Here begins our foray into the Sixth World: the magical, cybernetic futuristic dystopia of Shadowrun. Before we start, let's get into what Shadowrun is and where it came from. Shadowrun was originally a pen and paper RPG setting created by FASA Interactive - the brainchild of Jordan Weisman, who Wikipedia describes as a serial entrepreneur. FASA also created Battletech, which spawned the groundbreaking Mechwarrior action-sim video games and a charmingly awkward animated series.


One might contrast Weisman against Gary Gygax: the latter, better known, lost control of his Dungeons and Dragons to corporate forces while the former managed to not only hold onto his settings but personally oversee their adaptations into other media.
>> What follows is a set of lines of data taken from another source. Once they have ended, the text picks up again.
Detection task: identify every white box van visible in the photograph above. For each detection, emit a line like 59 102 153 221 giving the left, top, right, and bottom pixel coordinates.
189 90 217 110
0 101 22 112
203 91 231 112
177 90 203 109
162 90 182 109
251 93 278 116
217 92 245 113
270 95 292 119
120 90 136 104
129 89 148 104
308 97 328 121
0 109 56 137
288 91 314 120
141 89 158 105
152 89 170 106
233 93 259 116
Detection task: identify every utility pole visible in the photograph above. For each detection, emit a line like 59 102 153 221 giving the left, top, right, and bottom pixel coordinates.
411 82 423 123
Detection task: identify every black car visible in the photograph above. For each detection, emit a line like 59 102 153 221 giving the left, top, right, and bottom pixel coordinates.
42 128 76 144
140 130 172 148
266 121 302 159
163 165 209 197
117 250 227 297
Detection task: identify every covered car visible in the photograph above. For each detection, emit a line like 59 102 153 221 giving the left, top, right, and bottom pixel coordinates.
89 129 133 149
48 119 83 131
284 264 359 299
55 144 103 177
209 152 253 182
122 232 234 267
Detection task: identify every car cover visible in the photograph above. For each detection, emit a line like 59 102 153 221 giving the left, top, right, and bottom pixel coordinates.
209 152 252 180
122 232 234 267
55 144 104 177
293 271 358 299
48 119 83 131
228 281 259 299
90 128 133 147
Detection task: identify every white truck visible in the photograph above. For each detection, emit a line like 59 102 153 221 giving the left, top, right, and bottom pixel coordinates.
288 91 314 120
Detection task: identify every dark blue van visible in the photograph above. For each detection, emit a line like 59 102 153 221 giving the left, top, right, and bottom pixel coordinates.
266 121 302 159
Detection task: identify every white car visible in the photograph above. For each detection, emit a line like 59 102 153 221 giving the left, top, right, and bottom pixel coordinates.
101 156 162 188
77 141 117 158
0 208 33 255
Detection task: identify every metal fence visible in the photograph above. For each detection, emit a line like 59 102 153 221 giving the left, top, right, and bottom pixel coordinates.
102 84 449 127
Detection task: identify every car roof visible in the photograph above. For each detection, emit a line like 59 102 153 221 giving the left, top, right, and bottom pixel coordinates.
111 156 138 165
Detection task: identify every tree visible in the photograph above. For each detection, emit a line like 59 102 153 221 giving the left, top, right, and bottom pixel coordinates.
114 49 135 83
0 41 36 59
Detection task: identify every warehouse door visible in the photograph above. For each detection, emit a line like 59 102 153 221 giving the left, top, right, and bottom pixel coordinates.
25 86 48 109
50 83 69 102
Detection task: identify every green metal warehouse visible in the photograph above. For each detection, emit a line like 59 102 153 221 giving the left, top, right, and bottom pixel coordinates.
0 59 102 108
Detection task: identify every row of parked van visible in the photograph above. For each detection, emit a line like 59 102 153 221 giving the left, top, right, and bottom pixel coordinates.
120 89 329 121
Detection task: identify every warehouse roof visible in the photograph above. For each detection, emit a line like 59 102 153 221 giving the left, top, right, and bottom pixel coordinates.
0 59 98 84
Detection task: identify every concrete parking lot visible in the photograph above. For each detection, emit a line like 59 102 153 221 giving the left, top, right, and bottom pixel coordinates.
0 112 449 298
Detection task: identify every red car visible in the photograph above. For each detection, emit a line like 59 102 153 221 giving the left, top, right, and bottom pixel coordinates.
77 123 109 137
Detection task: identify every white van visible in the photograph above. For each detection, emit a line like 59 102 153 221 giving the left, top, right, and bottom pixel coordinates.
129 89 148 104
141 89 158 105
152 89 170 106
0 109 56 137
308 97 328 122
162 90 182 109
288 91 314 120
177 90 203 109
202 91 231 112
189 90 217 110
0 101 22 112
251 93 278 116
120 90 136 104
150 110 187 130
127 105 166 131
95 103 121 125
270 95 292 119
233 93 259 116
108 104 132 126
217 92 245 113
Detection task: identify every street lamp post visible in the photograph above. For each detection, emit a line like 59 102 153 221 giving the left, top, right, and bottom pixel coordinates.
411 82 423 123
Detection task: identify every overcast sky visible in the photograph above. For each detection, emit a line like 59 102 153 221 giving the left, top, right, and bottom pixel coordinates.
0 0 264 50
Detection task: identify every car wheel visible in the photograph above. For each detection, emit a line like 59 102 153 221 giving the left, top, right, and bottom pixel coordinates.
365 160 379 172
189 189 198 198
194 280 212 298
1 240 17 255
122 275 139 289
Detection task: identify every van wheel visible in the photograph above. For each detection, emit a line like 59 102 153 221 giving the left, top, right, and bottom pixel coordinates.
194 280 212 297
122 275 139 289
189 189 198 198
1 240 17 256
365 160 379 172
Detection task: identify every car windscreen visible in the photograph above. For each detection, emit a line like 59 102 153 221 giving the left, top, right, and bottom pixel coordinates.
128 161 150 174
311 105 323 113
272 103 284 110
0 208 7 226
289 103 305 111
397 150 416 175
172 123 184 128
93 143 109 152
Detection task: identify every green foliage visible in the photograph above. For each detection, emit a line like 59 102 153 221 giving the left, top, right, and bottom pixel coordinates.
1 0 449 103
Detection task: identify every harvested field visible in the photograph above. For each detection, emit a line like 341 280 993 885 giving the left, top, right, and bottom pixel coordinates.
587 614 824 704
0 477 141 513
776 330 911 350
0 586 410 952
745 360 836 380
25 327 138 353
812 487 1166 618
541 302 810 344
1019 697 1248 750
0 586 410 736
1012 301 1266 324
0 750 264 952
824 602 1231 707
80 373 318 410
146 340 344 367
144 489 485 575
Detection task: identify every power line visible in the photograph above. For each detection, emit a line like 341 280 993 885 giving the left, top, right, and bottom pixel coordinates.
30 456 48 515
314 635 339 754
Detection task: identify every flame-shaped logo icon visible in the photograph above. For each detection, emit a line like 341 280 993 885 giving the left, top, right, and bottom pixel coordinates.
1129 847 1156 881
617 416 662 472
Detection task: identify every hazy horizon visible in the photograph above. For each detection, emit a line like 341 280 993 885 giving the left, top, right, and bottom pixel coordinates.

Weisman was particularly savvy about the continuity between tabletop gaming and video games: besides Battletech and the Mechwarrior series, Shadowrun games appeared on the market five times (including twice on noted 16-bit consoles) before Weisman's new company Harebrained Schemes released Shadowrun Returns in 2012.


So what is Shadowrun?


Shadowrun represents the confluence of post-Tolkien fantasy, 1980s cyberpunk (complete with the fear of Japanese corporate dominance) and a strange, eclectic approach to magical and spiritual world-building best exemplified in Neil Gaiman's Sandman or American Gods.


It's an dystopian,cyberpunk, urban fantasy setting and it wears all three labels proudly.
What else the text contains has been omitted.